Tuesday, 20 May 2008

A friend from elementary school came to visit yesterday. She's kinky. (Roughly half of my friends are perverts. This is less because of some secret vibe we gave off before we even knew, and more because my friends are geeks and for some unclear reason liking Star Trek makes you like nipple clamps.) It's a little weird to discuss the finer points of caning with someone I used to play tetherball with, but I always like having kinky allies in the real world.

And we came to this rule, which I think might be a solid one: only do BDSM with people who are in the "scene." People who go at least sometimes to BDSM gatherings and events have an entirely different style than people who identify as kinky but have only expressed it in their own bedroom. Scene people are better at it, they're safer, and above all else they tend to be much much better at negotiating and respecting/expressing limits.

(This is not just a bottom problem; as a top, she's run into people who scared the heck out of her by being unable to express their own limits. "You were really hurting me back there and I didn't like it." "I wasn't hurting you in your vocal cords...")

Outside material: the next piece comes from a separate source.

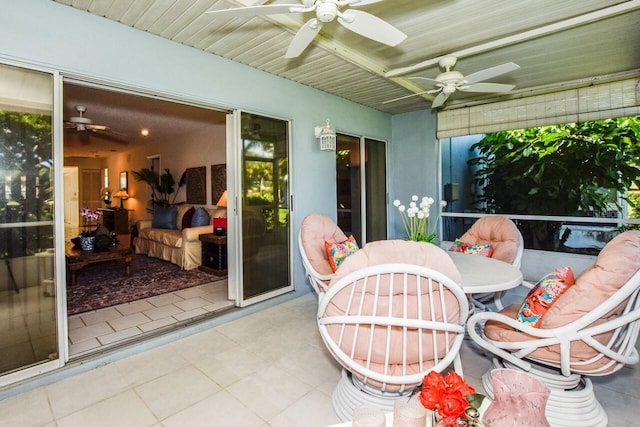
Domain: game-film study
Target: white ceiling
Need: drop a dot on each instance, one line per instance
(556, 43)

Of course there are plenty of creeps in the scene and plenty of nice people who don't have the inclination to make their sexuality public. But niceness isn't entirely the point. It's more a matter of education and culture. Public BDSM communities have, when they're working properly, a culture based on explicit negotiation. Whereas most people's private sex lives are based more on nonverbal clues, guessing, and sometimes even pushing. That's okay (although not always) for just sex, but if you're going to be causing me pain and humiliation, wink-wink arm-around-the-shoulder ain't gonna cut it. We need to swallow our romantic spontaneity fantasies and talk.